Бобылев шел степенно, задрав голову, и сотрудники сделали вывод, что он раздражен. Семенил директор института, держа Павла Петровича под руку. Начальство проследовало к верстаку, заставленному коробками от микроскопов. Разговорчики поутихли. Курильщики, торопливо затянувшись, гасили сигареты о трубы радиаторов отопления. Бобылев подозвал лаборанта и вручил ему стопку бумаги — писать протокол.
Директор встал, но за высокими коробками виднелась лишь его прическа.
— Хотя меня не видят, но услышат, — весело пообещал директор, и собравшиеся засмеялись, ибо при очень обидном для мужчины росте директор обладал каким-то совершенно диковинным басом. — Приступим? Товарищи! Повод для нашей встречи неприятный. Мы хотим проинформировать коллектив о безобразном происшествии, подобного которому у нас до сих пор не было. Это просто скандал!
Все умолкли.
— Речь идет о совершенно невероятном поведении молодого сотрудника вашего сектора Завалишина.
Скрипнули стулья и табуретки. Взгляды отыскали худощавого, бледного парня, который хмуро разминал папиросу. Парень сидел в углу и упорно разглядывал патрон настольно-сверлильного станка.

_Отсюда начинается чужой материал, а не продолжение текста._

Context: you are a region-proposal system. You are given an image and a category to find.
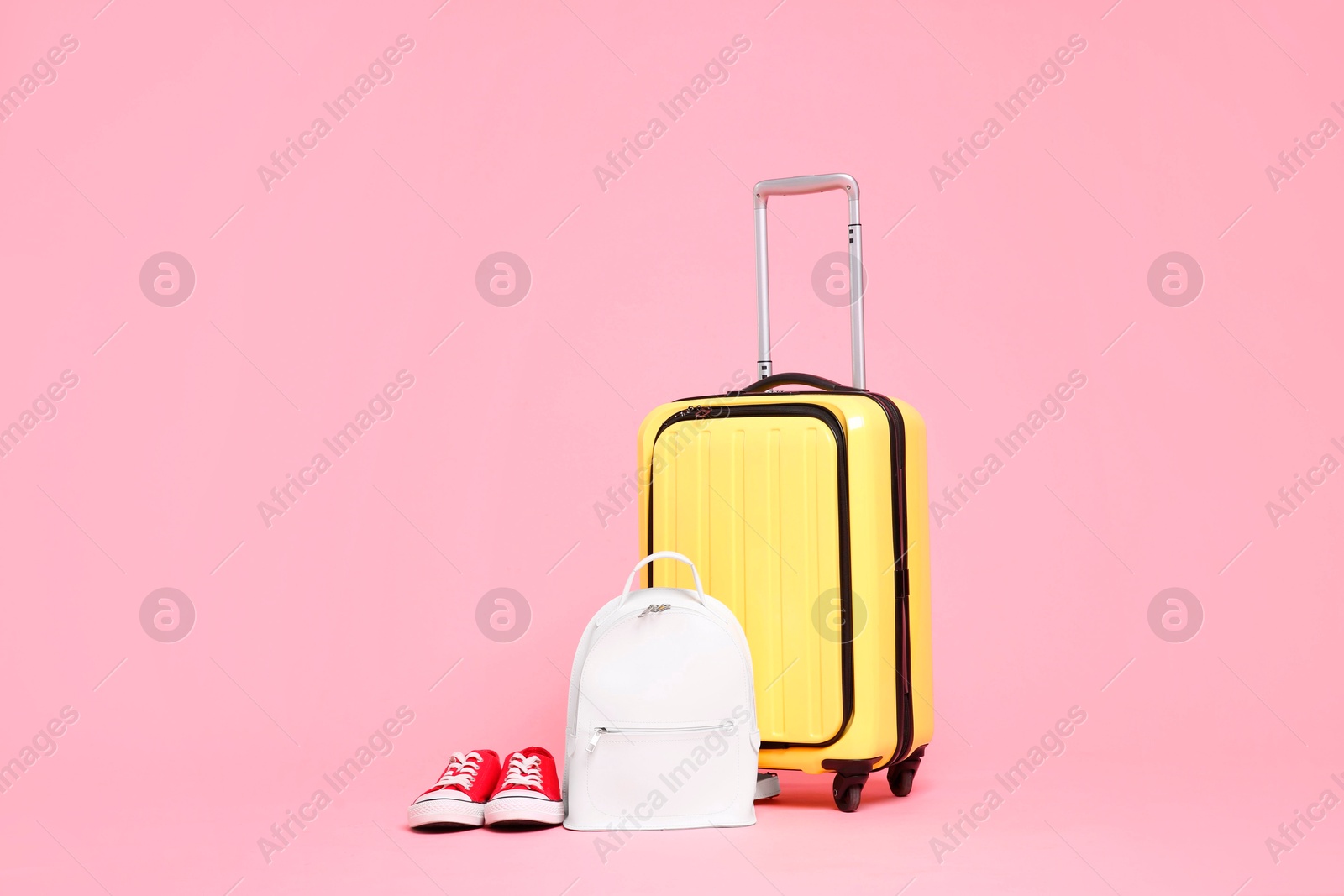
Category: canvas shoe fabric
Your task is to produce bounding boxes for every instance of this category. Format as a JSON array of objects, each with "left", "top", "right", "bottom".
[
  {"left": 486, "top": 747, "right": 564, "bottom": 825},
  {"left": 407, "top": 750, "right": 502, "bottom": 827}
]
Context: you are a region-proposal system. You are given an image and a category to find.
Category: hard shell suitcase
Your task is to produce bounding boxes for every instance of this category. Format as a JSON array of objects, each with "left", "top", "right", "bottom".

— Вот что произошло, — гремел директор. — Все вы знаете, какие хорошие научные и производственные отношения сложились у нас с геологами Кызылташской экспедиции. Многие из вас пользовались материалами и данными, которые они нам любезно предоставляли. Так вот, руководитель этой экспедиции попросил меня оказать содействие в ремонте приборов и рации, ибо их ремонтная база сейчас чрезвычайно загружена. Мы решили направить Завалишина, и вот тут он показал себя во всей красе! Он отказался ехать! Он, видите ли, занят! Я не буду приводить его высказываний — форма их настолько вызывающая, что я не могу найти слов для возмущения. Вопросом об оскорбительном отношении ко мне я не хочу подменять вопрос об элементарном соблюдении норм трудовой дисциплины. Если бы это была первая и единственная претензия к Завалишину, то я, вероятно, ограничился бы административными мерами. Но у нас уже давно складывается о нем отрицательное мнение. Научная бесплодность — раз. Игнорирование общественных поручений — два. Моральный облик — три. У нас здоровый коллектив, мы никому не позволим мутить воду. Мнение руководства совершенно определенное — от сорняков надо избавляться. Но прежде чем делать этот решительный и неприятный шаг, мы хотим послушать вас, коллег и ближайших сотрудников Завалишина. Прошу выступать и высказываться.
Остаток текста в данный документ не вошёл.